World Bank urges infrastructure focus
LESOTHO and other Sub Saharan African countries’ efforts at poverty reduction and economic development are being hampered by low levels of public investment in infrastructure, the World Bank (WB) has found. The findings were made in the WB’s latest edition of the Africa’s Pulse publication which analyses trends in infrastructure quantity, quality and access. The report also explores the relationship between infrastructure growth and economic growth in the region; documents stylised facts on public investment in the region; and examines the quality of infrastructure spending. According to the report, economic growth in sub-Saharan Africa is seen rising to 2.6 percent this year and further to 3.2 percent in 2018 and 3.5 percent in 2019. “The upturn in economic activity is expected to continue in 2018-19, reflecting improvements in commodity prices, a pickup in global growth, and more supportive domestic conditions,” part of the report states. In addition, the report commends Sub-Saharan Africa for the great progress in telecommunications coverage in the past 25 years, expanding at a fast pace across both low- and middle-income countries. It also states that access to safe water has also increased, from 51% of the population in 1990 to 77% in 2015.

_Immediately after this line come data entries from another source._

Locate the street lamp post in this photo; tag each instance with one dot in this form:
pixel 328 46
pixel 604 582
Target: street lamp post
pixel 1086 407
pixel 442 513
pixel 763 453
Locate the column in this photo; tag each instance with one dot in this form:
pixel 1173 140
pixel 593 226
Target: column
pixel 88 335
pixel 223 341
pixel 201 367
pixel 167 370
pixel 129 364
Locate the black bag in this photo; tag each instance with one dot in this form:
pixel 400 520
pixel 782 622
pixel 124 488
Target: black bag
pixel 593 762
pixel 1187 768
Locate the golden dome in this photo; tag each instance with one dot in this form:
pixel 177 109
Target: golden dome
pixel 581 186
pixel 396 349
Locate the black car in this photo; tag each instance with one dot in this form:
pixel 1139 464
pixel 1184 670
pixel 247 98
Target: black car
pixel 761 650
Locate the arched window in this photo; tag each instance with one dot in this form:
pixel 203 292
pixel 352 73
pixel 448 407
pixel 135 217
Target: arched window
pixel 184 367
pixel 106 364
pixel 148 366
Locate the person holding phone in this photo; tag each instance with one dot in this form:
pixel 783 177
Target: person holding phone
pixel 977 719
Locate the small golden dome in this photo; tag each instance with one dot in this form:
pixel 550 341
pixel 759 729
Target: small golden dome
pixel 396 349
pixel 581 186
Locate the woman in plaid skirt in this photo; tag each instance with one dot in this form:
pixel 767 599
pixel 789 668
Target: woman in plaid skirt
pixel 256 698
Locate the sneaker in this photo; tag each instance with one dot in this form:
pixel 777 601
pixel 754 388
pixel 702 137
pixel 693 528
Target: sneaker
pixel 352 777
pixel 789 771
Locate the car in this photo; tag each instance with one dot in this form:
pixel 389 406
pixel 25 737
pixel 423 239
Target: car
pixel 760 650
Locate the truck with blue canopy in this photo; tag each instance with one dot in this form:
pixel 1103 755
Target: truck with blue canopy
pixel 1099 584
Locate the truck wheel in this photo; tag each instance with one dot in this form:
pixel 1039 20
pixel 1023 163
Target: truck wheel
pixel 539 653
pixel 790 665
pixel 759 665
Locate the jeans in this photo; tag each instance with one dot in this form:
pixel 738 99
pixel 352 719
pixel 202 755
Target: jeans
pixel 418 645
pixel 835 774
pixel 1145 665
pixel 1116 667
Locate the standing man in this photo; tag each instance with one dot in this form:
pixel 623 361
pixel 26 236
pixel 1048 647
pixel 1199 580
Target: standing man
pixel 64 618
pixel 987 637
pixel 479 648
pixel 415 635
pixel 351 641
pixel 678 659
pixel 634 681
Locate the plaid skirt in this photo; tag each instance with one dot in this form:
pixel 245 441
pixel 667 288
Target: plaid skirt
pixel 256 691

However, for all the achievements, the report notes that the sub-continent continues to experience vast and deeply ingrained challenges.
It states that public capital spending levels were too low to address the region’s infrastructure needs.
It says that annual public spending on infrastructure was 2 percent of GDP in 2009 to 2015.
“Roads accounted for two-thirds of overall infrastructure investments in the region,” the report states, adding, “Capital spending on electricity and water supply and sanitation each accounted for 15% of total capital expenditures”.
It further states that little progress had been made in per capita electricitygenerating capacity in over two decades and only 35% of the population in most countries had access to electricity, with rural access rates less than one-third of the urban ones.
Transport infrastructure was also said to be lagging behind with Sub-Saharan Africa being the only region in the world where road density has declined over the past 20 years.
“When analysing public spending in infrastructure, countries spend significantly less money than they actually allocate to projects. This reduces the execution of projects earmarked for investment each year, a clear sign of the inefficiencies pervasive in the sector.”
The report recommended that the countries should address inefficiencies that affected public and private investment in infrastructure, noting that this was the only way to ensure that such investments lived up to their potential as a strategic tool for poverty reduction and economic development.
“The growth benefits of closing SubSaharan Africa’s infrastructure quantity and quality gaps are potentially large. Catching up to the median of the rest of the developing world would increase growth in GDP per capita by 1.7 percentage points per year, and closing the gap relative to the best performers would lift this growth by 2.6 percentage points per year.
“Closing the gap in electricity–generating capacity yields the largest potential benefit, and substantial gains also arise from narrowing the gap in the length of the road network,” the report states.
Meanwhile, the government of Lesotho had proposed M2 billion during the 2016/17 financial year towards infrastructure development of which M1.2 billion was earmarked for the Ministry of Public Works and Transport to design, supervise and maintain public assets.
And the report suggests that a robust institutional and regulatory framework would be critical in attracting private investment for infrastructure projects.
“The impact of public investment on growth can be enhanced by implementing policies that foster the efficiency of public investment.
“For instance, improving the institutions and procedures governing project appraisal, selection, and monitoring can render considerable economic dividends.
“Evidence suggests that countries with sound public investment management systems tend to have lower but more efficient levels of public investment, crowd in more private investment, and exhibit higher growth rates,” the report states.